The #2 runs 24/7 and doesn’t become express till Chambers St. in Manhattan. The #5 operates to/from Brooklyn between roughly 6 AM and 8:30 PM weekdays only and is an express north of Franklin Avenue.
It’s the same thing when the #2 and #5 operate through Upper Manhattan and The Bronx. The #2 is local from 96th Street all the way to 241st St. in The Bronx. The #5 becomes local once it enters The Bronx at 138th Street, all the way to Dyre Ave. Rush hour #5 trains take advantage of a third track and operate express in The Bronx (downtown in AM peak; uptown in PM peak) between 149th and 180th Strees.
The IND and BMT services have similar complicated details, but I won’t go into that info at this time.
Streets named “Clinton” can also be named after George Clinton., governor of New York and 4th Vice President.
The N and R were switched so that the R would have access to a yard.
The Brooklyn Daily Eagle from 5/6/1887 (page 2, col. 8) reports that the Common Council for the City of Brooklyn changed the names of several streets in the 26th Ward, which I believe was the former Town of New Lots annexed by Brooklyn in 1886. The Jefferson Street in New Lots became Cleveland Street. I am assuming a Jefferson Street already existed in Brooklyn. (Thank you for maintaining your site for all these years.)
If I remember correctly the N to R terminal switch (Ditmars Boulevard-71st Street/Continental Avenue) was to allow R trains to use Jamaica Train Yard, before the switch the R didn’t have direct access to any train yard and R trains would have to be sent for service to Coney Island Yard over other track lines during off-peak hours.

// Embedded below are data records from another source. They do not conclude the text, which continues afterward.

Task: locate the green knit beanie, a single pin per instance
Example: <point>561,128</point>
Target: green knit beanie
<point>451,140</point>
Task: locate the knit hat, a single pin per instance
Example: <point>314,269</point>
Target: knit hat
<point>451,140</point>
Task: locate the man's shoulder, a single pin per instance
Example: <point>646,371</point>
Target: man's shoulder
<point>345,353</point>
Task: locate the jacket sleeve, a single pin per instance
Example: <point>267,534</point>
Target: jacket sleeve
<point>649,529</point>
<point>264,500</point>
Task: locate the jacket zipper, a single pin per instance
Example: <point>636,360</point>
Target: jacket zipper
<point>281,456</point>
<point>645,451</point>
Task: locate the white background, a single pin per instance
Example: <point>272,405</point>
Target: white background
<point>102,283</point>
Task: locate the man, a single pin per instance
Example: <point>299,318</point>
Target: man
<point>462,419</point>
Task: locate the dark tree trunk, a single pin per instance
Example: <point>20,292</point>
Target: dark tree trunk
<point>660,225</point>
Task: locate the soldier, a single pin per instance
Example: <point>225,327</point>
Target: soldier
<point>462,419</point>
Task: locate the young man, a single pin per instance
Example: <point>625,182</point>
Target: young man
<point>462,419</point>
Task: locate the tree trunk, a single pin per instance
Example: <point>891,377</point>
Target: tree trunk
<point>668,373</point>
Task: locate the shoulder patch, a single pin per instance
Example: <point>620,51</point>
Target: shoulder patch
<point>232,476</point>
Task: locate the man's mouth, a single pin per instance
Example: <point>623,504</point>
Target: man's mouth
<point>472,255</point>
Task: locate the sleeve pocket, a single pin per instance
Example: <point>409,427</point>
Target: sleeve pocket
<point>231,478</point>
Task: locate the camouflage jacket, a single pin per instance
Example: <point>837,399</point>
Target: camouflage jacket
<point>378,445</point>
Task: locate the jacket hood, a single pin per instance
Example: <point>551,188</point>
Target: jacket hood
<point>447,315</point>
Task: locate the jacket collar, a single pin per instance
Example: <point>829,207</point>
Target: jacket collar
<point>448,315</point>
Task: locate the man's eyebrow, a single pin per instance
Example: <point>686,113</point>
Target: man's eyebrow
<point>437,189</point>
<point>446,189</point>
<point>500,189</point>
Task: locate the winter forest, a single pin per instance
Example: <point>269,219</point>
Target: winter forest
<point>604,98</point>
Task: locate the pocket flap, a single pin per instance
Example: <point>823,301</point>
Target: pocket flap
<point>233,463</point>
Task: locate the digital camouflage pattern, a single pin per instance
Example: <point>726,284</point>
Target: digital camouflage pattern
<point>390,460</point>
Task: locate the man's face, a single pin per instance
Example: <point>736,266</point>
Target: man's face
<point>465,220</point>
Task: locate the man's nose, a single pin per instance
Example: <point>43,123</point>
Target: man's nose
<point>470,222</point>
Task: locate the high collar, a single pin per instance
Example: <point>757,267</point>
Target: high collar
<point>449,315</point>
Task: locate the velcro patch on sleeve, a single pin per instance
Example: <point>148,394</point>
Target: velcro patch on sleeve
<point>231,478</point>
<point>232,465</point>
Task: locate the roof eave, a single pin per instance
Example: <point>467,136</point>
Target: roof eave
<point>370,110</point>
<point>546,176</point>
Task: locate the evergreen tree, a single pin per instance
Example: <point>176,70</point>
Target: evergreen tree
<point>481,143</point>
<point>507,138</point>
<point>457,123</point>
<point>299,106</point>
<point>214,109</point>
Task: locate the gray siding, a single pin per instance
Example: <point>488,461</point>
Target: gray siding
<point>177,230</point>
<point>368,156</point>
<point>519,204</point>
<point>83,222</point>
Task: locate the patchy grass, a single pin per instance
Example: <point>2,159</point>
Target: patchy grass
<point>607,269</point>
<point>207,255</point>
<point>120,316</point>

Cleveland Street was named for President Grover Cleveland, who was in office at the time the street was renamed. It was formerly Jefferson Street. This was one of a group of five streets in East New York named for the first five U. S. presidents; Washington (now Warwick), Adams (now Ashford), Jefferson (now Cleveland), Madison (now Elton) and Monroe (now Linwood) Streets. In January 1887 the New Lots Board of Trade recommended to the Brooklyn City Council the renaming of 67 streets in the former Town of New Lots, with the proposed names having the same initial letter as the original name. The name recommended for Jefferson Street was Jerome Street (ultimately used in renaming John Street); after consideration the name Cleveland Street was chosen. Renamed (to eliminate duplication with Jefferson Street in Bushwick and Jefferson Avenue in Bed-Stuy) on April 11, 1887, effective April 26, 1887.
Sorry to report that your comment about Lincoln not receiving his Subway recognition id very wrong. The 52nd Street / Lincoln Avenue station of the Flushing 7 line opened in 1917 and is still going strong.
I should add that as well as Roosevelt Island which commemorates FDR.
Thanks for this entry with so much information. I might as well be the the first to mention that the C DOES NOT stop at Grant Avenue. It’s terminus is one stop west at Euclid Avenue.
fix done
Please forgive me if this post is a little nit-picky, but there are two stations that recognize President James Madison, even though Madison is not in the official station name. The E and M train stop at 53rd St.-Fifth Avenue has a secondary access at Madison Avenue and 53rd St. Further south on the Lower East Side, the F train stop at East Broadway also has a secondary access at Madison and Rutgers Streets. Madison Avenue and Street are not connected; they are at minimum three miles apart.
I would think that 181st Street station on the 1 , which has mosaic tile work naming the George Washington Bridge would qualify for this page. Also, the 34th street station on the A/C has mosaic tilework for Madison Square Garden.
“New York City was a bastion of Confederate supporters….”
And wanted to secede from the Union during the Civil War!